Saint stills as if unsure about leaving me alone or not.

“Should I stop by later?” he asks, his eyes carrying the weight of his worry.

“Just…text me tonight.” I sigh. “Get your Jeep taken care of.”

He pauses, and I can see a thought cross his mind. The message on that brick, whatever it was, clearly haunts him enough to be worried about my safety.

“Alright,” he whispers, his shoulders slumping. “I’m so sorry this happened, Briony.”

He takes a step back down the stair of the porch, holding the railing as he stays facing me. Almost as if he finds a way to justify leaving me, he nods and finally turns, jogging back to his Jeep. I bite down on my bottom lip as I watch him pull away, the crunching of glass beneath the wheels a blood-tingling reminder of the man waiting behind me.

I close the door, letting out a shaky sigh as I feel him slide up behind me. With my eyes closed, I rest my forehead against the door, my blood turning cold in his presence.

“Such a good girl keeping that pretty little mouth shut,” he whispers in that cracked, rumbling tone against my neck, and I breathe in his memorable scent. The scent that floods my senses in a dizzying way.

With my palms flat against the door, he nuzzles the back of my head like a dangerous lion, assessing his captured prey. He moves my hair to the side, and before I can even think, I feel the sensation of a warm, flat tongue licking up the back of my neck. I shudder at the warmth I’ve never felt before as he says, “But you’d be a much better girl if you opened it up for me.”

My temperature rises at his indecent words.

His dirtied fingers slide their way up my left hand on the door, where there’s a decent-sized cut on my forefinger from his little brick-dropping game. The move is very reminiscent of the moment at the party when he pinned me to the door of that darkened bedroom.

“Dirtied my doll,” he says, clearly assessing the wound.

Peeling my palm from the wood, he brings my shaking hand back towards his mouth behind me. I feel the sensation of a warm, wet tongue lick a long stroke over the place where Saint’s lips were on the back of my hand.

He’s licking away the touch of everyone else on me. Cleaning me of their dirt in his own sick and twisted way. It explains the licking of the back of my neck where I described Jacob’s hands on me in that supply closet.

“Heal me, Lord, and I will be healed,” he quotes the bible behind me, making my breaths choppy and uncontrolled. “Save me and I will be saved,” he whispers softly. “For you are the one I praise.” Just as the cryptic words leave his lips, I feel the warmth of his mouth close around the bleeding finger.

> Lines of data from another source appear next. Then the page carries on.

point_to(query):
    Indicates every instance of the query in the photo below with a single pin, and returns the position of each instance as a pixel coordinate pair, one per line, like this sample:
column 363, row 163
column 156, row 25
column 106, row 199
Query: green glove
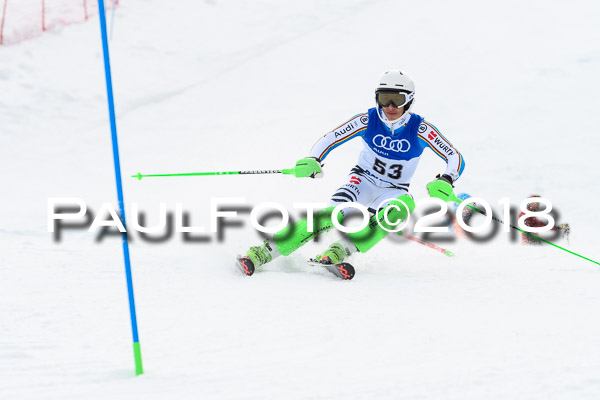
column 307, row 167
column 441, row 188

With that warm tongue pressed against my wound, my head buzzes, the sensation running a direct line to the aching spot between my legs. I tighten my thighs, a breath slipping past my lips as he slowly sucks the length of it, caressing the wound with his tongue, coming off the end with a soft pop. My knees buckle into the door, but not before he catches me beneath my arms.

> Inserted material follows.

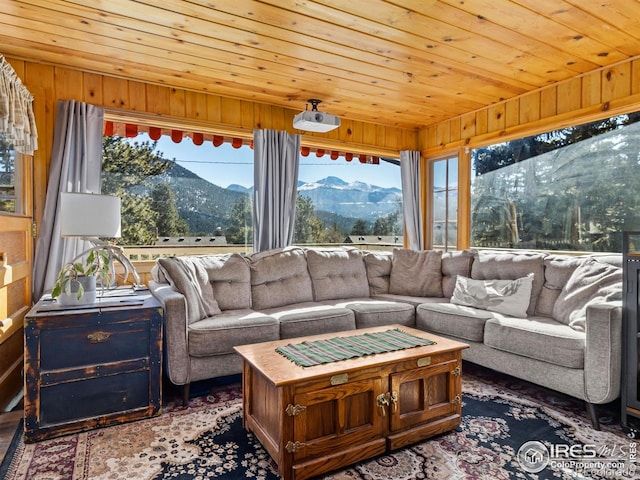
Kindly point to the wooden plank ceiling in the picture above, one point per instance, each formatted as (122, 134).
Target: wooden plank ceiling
(405, 63)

The crude act, meant to be entirely sexual, slithers its way into my veins. Heat replaces the cold blood, and that fever within me grows like wildfire in a field of dormant and dead brush.

My biggest fears and curiosities are combusting together like tiny bombs in the pit of my stomach.

Right and wrong dance together to the music of my own pitiful and weakened excuses, as I find myself locked in a slow dance with the devil himself.